Quote from: Tusk on September 14, 2014, 03:12:25 AM
Q1. As I've often said telecom, the twin disk setup is probably optimal; also as near as possible to a ring mass rather than a disk, and until recently I've preferred them mounted on a lightweight rotor arm such that we can virtually ignore it's mass. With this latest idea (multiple cycling of the disks to achieve OU with the rotor arm) we may be looking at a deliberately massive arm. But staying with the earlier setup for now, in that configuration the rotor arm RPM matches the disks/rings.

Q2. That would depend on the mass. But with the ring mass you can treat rotation velocity (I.E. the velocity of the mass around the disk/ring axis) much like linear velocity, and if you study the layout of the device you will notice that the radius of the disks/rings is similar to the radius of the rotor arm provided you don't extend it too far beyond the axes of the disks. And you can treat the rotor arm configured in this way like another ring mass, since the disk axes are at their cm and are mounted at the ends of the rotor arm. So popping in some values and calculating the outcome is fairly straightforward.



Hi Tusk,
do you mean that we can use a simple kinetic energy equation E = 1/2 mv^2?
Presuming, that as you said, rpm of the rotary arm is equal the rpm of the disk,
and its mass equals 1 kg,
E will be 5000 J at 6000 rpm and approx 6800 J at 7000 rpm.
So during the cycling we should be able to harvest from the rotor arm 1800 J during
the acceleration, and equal number during the deacceleration at reverse, 3600 J in total.
At the same time we should spend 1800 J to accelerate the disk, of which we should be
getting back 70 % during the deacceleration, with the losses of 540J.
Total surplus should be 1800 + 1800 - 540 = 3060 j.
Considering that the cycle will take 10 seconds, the device should produce 3060 / 10 =
306 W of power.
Is this within the reasonable margin of error or not???

gravityblock

Quote from: Tusk on September 12, 2014, 11:30:56 PM

Hopefully you will be able to identify the source of any advantage amongst all these dark arts? lol. Will you start another thread or post news/results here?
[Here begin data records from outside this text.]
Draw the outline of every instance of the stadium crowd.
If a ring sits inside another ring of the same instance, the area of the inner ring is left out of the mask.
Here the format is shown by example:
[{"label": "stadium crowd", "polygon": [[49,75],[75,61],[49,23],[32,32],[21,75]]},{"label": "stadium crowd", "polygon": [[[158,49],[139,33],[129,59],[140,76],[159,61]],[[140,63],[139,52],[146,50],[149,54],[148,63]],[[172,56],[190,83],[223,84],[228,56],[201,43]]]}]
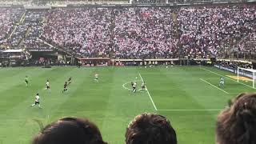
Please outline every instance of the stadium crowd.
[{"label": "stadium crowd", "polygon": [[[2,15],[4,19],[6,14]],[[10,31],[8,22],[15,22],[6,19],[0,39]],[[255,44],[247,46],[246,42],[254,38],[255,20],[254,5],[56,8],[27,11],[9,43],[14,48],[53,46],[80,58],[210,58],[237,46],[237,50],[254,51]]]},{"label": "stadium crowd", "polygon": [[[216,122],[216,144],[254,144],[256,94],[241,94],[229,101]],[[143,113],[126,127],[126,144],[177,144],[175,130],[164,116]],[[89,119],[64,118],[43,128],[32,144],[106,144]]]}]

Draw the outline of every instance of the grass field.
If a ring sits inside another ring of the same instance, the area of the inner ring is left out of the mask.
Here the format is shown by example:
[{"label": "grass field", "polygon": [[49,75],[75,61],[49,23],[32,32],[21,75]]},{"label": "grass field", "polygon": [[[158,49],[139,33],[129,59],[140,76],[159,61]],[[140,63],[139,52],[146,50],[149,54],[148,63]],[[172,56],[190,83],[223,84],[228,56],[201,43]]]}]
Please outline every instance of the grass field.
[{"label": "grass field", "polygon": [[[142,112],[170,118],[179,144],[214,144],[219,110],[238,93],[254,91],[228,78],[218,89],[221,75],[234,74],[213,67],[18,67],[2,68],[0,75],[0,144],[28,144],[40,130],[37,122],[45,126],[64,116],[90,118],[104,140],[121,144],[129,122]],[[72,84],[62,94],[70,76]],[[131,93],[130,82],[136,80],[140,86],[142,78],[148,91]],[[44,90],[46,79],[50,91]],[[42,109],[30,106],[37,92]]]}]

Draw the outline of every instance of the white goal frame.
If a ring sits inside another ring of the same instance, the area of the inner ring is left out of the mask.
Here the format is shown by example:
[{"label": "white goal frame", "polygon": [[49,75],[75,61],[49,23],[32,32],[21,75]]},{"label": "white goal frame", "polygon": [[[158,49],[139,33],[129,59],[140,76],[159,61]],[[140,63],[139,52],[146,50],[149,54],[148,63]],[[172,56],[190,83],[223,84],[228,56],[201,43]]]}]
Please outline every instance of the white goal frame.
[{"label": "white goal frame", "polygon": [[[251,72],[252,74],[245,74],[244,72],[242,72],[241,70],[245,70],[245,71],[248,71],[248,72]],[[238,67],[238,71],[237,71],[237,74],[238,74],[238,82],[240,83],[239,82],[239,76],[245,76],[245,77],[248,77],[250,78],[252,78],[252,81],[253,81],[253,86],[251,86],[252,88],[255,89],[255,80],[256,80],[256,78],[255,78],[255,73],[256,73],[256,70],[254,70],[254,69],[245,69],[245,68],[242,68],[242,67]],[[249,86],[249,85],[248,85]]]}]

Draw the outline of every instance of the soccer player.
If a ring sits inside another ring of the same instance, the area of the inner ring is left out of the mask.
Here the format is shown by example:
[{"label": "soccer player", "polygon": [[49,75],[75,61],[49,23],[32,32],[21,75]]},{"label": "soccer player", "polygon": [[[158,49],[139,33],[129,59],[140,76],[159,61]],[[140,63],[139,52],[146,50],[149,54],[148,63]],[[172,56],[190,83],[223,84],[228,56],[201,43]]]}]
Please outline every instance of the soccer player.
[{"label": "soccer player", "polygon": [[47,82],[46,82],[46,90],[50,90],[50,82],[49,82],[49,80],[47,79]]},{"label": "soccer player", "polygon": [[219,82],[219,84],[218,84],[218,87],[223,88],[223,87],[224,87],[224,83],[225,83],[225,82],[224,82],[224,78],[222,77],[222,78],[221,78],[221,81]]},{"label": "soccer player", "polygon": [[137,82],[133,82],[133,92],[134,93],[135,93],[137,91],[136,86],[137,86]]},{"label": "soccer player", "polygon": [[71,84],[71,79],[72,79],[72,78],[70,77],[70,78],[69,78],[69,85]]},{"label": "soccer player", "polygon": [[146,90],[146,82],[145,81],[142,82],[142,90]]},{"label": "soccer player", "polygon": [[95,77],[94,80],[98,82],[98,74],[96,73],[94,77]]},{"label": "soccer player", "polygon": [[28,78],[27,78],[26,75],[26,77],[25,77],[25,83],[26,83],[26,86],[29,86],[29,81],[28,81]]},{"label": "soccer player", "polygon": [[64,90],[62,90],[62,93],[64,93],[65,91],[67,90],[67,82],[65,82],[65,84],[64,84]]},{"label": "soccer player", "polygon": [[38,93],[37,95],[34,97],[34,103],[31,105],[31,106],[38,105],[38,107],[41,108],[39,99],[40,99],[40,97],[39,97],[39,94]]}]

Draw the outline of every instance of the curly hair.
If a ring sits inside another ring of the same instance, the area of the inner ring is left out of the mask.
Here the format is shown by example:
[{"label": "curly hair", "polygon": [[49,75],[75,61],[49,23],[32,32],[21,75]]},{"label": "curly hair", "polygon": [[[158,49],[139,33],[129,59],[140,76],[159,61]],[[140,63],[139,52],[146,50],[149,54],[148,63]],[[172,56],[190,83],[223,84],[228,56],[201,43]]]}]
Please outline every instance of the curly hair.
[{"label": "curly hair", "polygon": [[88,119],[64,118],[54,122],[34,138],[32,144],[107,144],[95,124]]},{"label": "curly hair", "polygon": [[126,133],[126,144],[177,144],[176,133],[165,117],[144,113],[135,117]]},{"label": "curly hair", "polygon": [[218,116],[216,140],[220,144],[256,143],[256,94],[241,94]]}]

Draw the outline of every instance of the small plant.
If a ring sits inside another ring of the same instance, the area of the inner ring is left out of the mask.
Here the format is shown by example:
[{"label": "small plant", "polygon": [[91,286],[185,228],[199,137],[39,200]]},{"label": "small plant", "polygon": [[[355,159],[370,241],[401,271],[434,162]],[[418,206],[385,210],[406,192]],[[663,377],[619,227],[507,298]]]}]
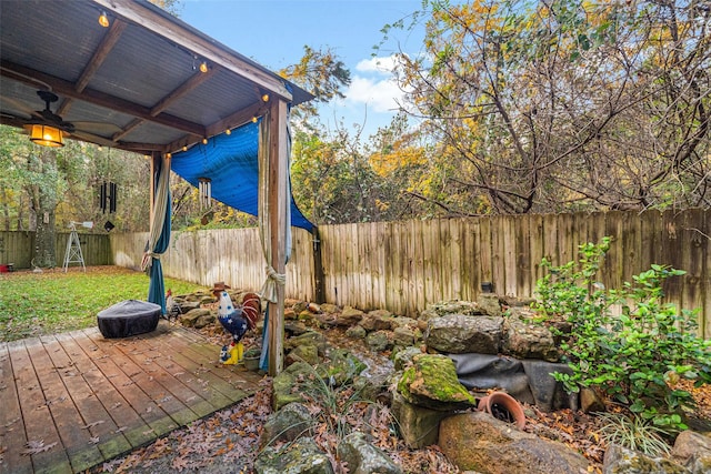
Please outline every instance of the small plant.
[{"label": "small plant", "polygon": [[670,447],[664,441],[671,435],[669,431],[640,416],[629,417],[622,413],[598,413],[598,416],[603,420],[599,433],[605,443],[619,444],[652,457],[669,454]]},{"label": "small plant", "polygon": [[[538,281],[538,310],[569,323],[561,349],[572,374],[555,373],[565,389],[599,387],[655,426],[683,430],[682,414],[693,397],[674,389],[681,377],[697,386],[711,382],[711,341],[697,336],[697,314],[663,303],[662,284],[685,272],[665,265],[633,276],[619,290],[595,280],[610,238],[579,246],[579,260],[553,266]],[[621,312],[612,311],[613,306]]]}]

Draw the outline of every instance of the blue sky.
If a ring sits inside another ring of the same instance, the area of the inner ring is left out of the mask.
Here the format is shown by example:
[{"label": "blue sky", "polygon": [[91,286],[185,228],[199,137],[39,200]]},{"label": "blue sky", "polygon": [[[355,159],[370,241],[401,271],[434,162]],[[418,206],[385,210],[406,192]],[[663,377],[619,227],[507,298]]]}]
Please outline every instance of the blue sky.
[{"label": "blue sky", "polygon": [[278,70],[297,63],[303,46],[331,48],[351,71],[346,100],[320,112],[330,129],[337,122],[363,124],[364,137],[393,115],[400,94],[383,70],[387,57],[401,49],[415,56],[422,30],[398,31],[373,59],[380,30],[421,8],[420,0],[184,0],[180,18],[258,63]]}]

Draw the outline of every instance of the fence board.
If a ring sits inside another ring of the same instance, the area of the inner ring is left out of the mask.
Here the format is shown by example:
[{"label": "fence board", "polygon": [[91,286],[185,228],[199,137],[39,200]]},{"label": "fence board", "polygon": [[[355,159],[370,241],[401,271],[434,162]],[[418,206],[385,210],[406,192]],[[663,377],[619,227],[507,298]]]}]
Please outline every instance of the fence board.
[{"label": "fence board", "polygon": [[450,264],[449,266],[442,266],[442,276],[449,275],[450,286],[449,292],[444,294],[443,300],[461,300],[462,299],[462,279],[463,272],[462,262],[462,219],[450,219],[447,221],[450,235]]}]

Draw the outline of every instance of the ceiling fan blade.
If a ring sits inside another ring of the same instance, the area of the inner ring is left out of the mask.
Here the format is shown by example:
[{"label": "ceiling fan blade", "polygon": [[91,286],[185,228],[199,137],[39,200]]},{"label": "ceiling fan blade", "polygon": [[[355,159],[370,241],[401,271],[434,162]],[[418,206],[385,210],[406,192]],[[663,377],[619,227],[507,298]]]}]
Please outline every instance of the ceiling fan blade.
[{"label": "ceiling fan blade", "polygon": [[[31,105],[26,104],[24,102],[11,98],[11,97],[1,97],[0,98],[0,109],[7,110],[8,108],[12,108],[13,110],[18,110],[21,113],[27,114],[26,120],[31,119],[32,117],[38,117],[38,112],[32,109]],[[7,113],[11,113],[8,111]],[[17,117],[17,114],[14,114]],[[41,117],[41,114],[39,114]]]},{"label": "ceiling fan blade", "polygon": [[98,134],[113,134],[122,131],[119,125],[107,122],[71,122],[74,125],[74,130],[81,130],[89,133]]},{"label": "ceiling fan blade", "polygon": [[116,147],[114,141],[100,135],[96,135],[93,133],[84,132],[82,130],[76,130],[71,132],[71,135],[91,143],[100,144],[102,147]]}]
An afterthought gravock - the point of applied force on the disk/s must be at or near the edge and keeping a small footprint for best effect; not sure how you are going to achieve this with the method you outlined.

I'm going to use the drive wheel instead of the EM drive.  This eliminates all permanent magnets!  Disk A and disk B will be based around the homopolar principals as discussed previously.  Extracting current from disk A will induce a torque from the edge of the disk to the disk's center of mass which will be applied to the outside edge of the rotor arm and will also be in the same direction as the rotor arm, causing it to further accelerate (either a CW spiral or a CCW spiral according to rotation direction of the drive wheel).  The secondary reaction force will be applied at the outer edge of the rotor arm, which is also the disk's center of mass where the force is applied to the outside edge of the rotor arm in this case, which is an inversion of cause and effect.  In addition to this, disk A will be induced with an additional rotation due to the Lorentz force, further accelerating the disk's rotation.  Disk B will be similar to disc A, and each disc will be accelerating both the rotor arm and it's own disk rotation.  In this way, the rotor arm and both disks are utilizing the secondary reaction force to provide a continuous acceleration for both the disks and the rotor arm.

Gravock
Insanity is doing the same thing over and over again, and expecting a different result.

God will confuse the wise with the simplest things of this world.  He will catch the wise in their own craftiness.